3) A particle or body can be in multiple states simultaneously as long as we don’t ‘look’ at them. For example a radioactive atom can be in both decayed and not yet decayed state, a cat can be both dead and alive, a door can be in both closed and not closed (and partially closed) positions at the same time, a table can be both present and yet not present in our room and so on. But why we don’t experience such funny things in our daily life? The reason is that things exist in multiple states only when we don’t observe them. The moment we observe them, they quickly ‘settle’ to one state. Imagine that we have just seen a cat inside a wooden cage in the centre of a room. We may think that they continue to remain so even when we turn our eyes away or walk out of the room. But apparently we can’t be certain of their state when we don’t look at them- It may be that the cat lies outside the cage, it may be that the cat is dead and the cage doesn’t exist in the room but is in the forest being made. Or the cage may be sitting on the head of the cat or it may be that while the cage goes on a trip to the moon, the cat is dancing behind you. That is, they could be in any of the infinite number of possible states. But the moment we look back, the cat and the cage may be seen just as before as if nothing had happened.

4) In our classical world we can predict the ‘fate’ of any individual object if we know all the forces acting upon it, but apparently the same is not possible in the quantum world. For example despite knowing everything about a radioactive atom, we cannot exactly predict what will happen to it after some time, whether it decays or not and if it decays when it is going to decay. Apparently we can only know the probability of an event happening in a given time. For example we may be able say ‘there is 50% chance of a particular atom getting decayed in 24hrs’. Or we may be able say ‘50% of the atoms of a given radioactive substance get decayed in 20years’. But we can’t say exactly which atoms decay and at what point of time they decay.
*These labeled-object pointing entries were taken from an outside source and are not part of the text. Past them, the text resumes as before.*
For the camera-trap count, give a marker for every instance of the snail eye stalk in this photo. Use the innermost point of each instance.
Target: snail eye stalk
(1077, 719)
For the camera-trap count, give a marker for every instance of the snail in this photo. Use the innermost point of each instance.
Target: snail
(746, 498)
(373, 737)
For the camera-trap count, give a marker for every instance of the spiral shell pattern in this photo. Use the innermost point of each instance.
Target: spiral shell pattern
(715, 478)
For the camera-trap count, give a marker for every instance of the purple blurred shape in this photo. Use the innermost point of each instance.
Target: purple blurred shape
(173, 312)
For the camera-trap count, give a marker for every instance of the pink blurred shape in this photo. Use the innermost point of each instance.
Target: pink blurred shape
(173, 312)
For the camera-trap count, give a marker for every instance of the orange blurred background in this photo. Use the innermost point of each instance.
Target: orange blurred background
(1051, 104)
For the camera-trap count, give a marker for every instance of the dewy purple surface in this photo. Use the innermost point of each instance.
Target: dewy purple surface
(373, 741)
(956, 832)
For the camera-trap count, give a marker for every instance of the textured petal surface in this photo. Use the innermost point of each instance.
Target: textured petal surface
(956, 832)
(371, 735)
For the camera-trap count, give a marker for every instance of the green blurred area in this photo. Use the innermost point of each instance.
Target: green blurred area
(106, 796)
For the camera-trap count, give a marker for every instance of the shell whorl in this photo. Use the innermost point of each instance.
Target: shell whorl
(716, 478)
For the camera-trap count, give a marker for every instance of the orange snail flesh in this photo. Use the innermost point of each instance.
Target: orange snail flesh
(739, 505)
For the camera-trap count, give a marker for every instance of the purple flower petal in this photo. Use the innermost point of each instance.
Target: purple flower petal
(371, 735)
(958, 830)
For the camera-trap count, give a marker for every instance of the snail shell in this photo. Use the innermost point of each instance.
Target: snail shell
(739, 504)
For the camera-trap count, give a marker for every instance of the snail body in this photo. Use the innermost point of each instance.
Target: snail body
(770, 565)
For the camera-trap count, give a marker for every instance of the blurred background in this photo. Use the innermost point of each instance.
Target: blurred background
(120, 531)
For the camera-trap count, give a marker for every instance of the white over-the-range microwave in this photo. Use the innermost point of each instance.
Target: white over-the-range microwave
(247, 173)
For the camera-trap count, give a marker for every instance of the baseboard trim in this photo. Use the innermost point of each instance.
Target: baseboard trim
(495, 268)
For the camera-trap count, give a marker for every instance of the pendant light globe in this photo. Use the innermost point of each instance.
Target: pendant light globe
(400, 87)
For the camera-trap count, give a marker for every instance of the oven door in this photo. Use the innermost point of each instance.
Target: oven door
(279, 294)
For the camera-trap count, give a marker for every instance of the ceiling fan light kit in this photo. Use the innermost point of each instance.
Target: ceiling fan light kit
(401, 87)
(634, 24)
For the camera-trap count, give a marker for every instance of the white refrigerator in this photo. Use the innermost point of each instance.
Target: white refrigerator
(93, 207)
Of course, even in our everyday world we cannot accurately predict the outcomes of individual events in many scenarios and we may only be able to ‘guess’ the probabilities of a particular outcome. For example, when we toss a coin, we can’t exactly say which way it will land. We can only say that there is a 50% chance for landing head on and 50% for tail on. But why are we unable to exactly predict the outcome of every coin tossing? The reason is that we can’t / don’t have all the information about all the forces acting upon the coin. In other words, the uncertainty of our macroscopic world is to do with our inability and ignorance. But apparently this is not the case with the uncertainty of the quantum world. The reason why our physicists are unable to predict individual events of quantum world is apparently because the Nature itself doesn’t know for sure. So physicists know as much as Nature knows about things in the quantum world despite their vast ignorance in the easily accessible macroscopic world!

Luckily for the scientists, despite all its weird rules, quantum mechanics has been highly successful in explaining various phenomena in Nature both at microscopic and macroscopic levels. And it has helped scientists invent many gadgets of modern society. Does it mean that quantum physics is correct? While most scientists believe that our world is really weird and swear by what the quantum mechanics preaches, there are some who remain sceptical. Apparently the mathematics of quantum mechanics and that of general relativity are not compatible with one another. It implies that the mere success of a mathematical model in explaining certain things in Nature doesn’t automatically mean that the model is correct.

And why should the basic physical principles or the laws of Nature be different in the microscopic and macroscopic worlds? We will explore the truth in other chapters.